Primark and Caffeine
Topic: Personal| Comments Off
When the instructions on your extra strength medicine say no caffeine obey them-
Day 8 of the jiggered kidney & Hollie takes a trip to Primark
A few nights before I had accidentally purchased a size 12-14 underwear set, still sealed in the container I queued hopefully to exchange it for my size. It was hot in the shop and I wore my woolly cardigan and an old woman who was gradually passing out onto my arm. Shade of face: beetroot.
There was one android on the customer service till and three bimbos loitering at the changing room desk. At the front a junkie hound was being served, returning goods to the tune of my annual income. The till girl moved slowly, slack jawed and spaced out, her pupils unfocused.
She bleeped a few barcodes through before stopping…looking…sighing…ringing the bell for assistance…then waiting…no explanation…just staring off into that middle distance between two people facing each other.
Meanwhile somewhere in the back of the store Satan had turned the heating up.
Another girl was finally dropped onto the adjacent till and began ringing through a purchase only to mess it up at the last second…stopped…looked…sighed and rang the bell for assistance. At this moment my FFS was audible mainly because I spat it through gritted teeth…another 10 minutes passed.
Finally, I was beckoned over by the vacant robotron on till one. I explained my situation to which she reeled off from her manual:
It’s Primark’s Policy not to return underwear.

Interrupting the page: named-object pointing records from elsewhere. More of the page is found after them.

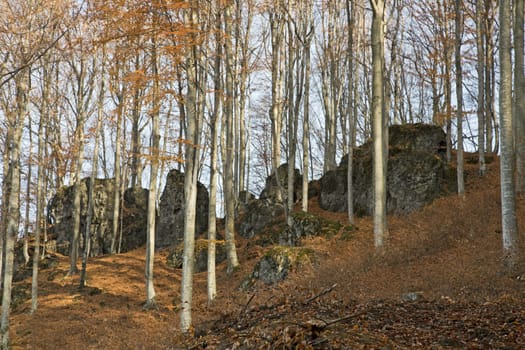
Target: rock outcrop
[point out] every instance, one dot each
(415, 175)
(170, 223)
(271, 189)
(133, 227)
(175, 257)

But it’s in the sealed container; I unfortunately picked up the wrong size!
It’s Primark’s Policy not to return underwear.
I don’t want to return it I want to exchange it.

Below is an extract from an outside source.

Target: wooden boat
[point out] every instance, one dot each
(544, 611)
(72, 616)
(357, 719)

It’s Primark’s Policy not to return underwear.
It’s not my size; I simply want my own size.
It’s Primark’s Policy not to return underwear.
So what you are saying is I’ve just wasted my money?
It’s Primark’s Policy not to return underwear.
To which I flipped out and so the sh*t fit began. I made to storm off then came back and snatched up my receipt as though it bared any significance. Then turned around and began to try and march out of the shop, Primark is not a place you can march out of. It’s a labyrinth of displays and pushchairs- so fuelled by my rage (and perhaps the fact I had broken the no caffeine rule, or that I am as my Mum reminds me a hell witch) I began tipping over the displays, pushing stacks of jumpers on the floor and kicking the socks off the wee hangers.
In short I trashed Primark, which as we all know looks like a jumble sale anyway, so my tantrum went unnoticed by security but I did hear one member of staff enquire as to what I was doing.
Then off I went stamping along Braehead Shopping Centre before baying to the afternoon sky out in the car park.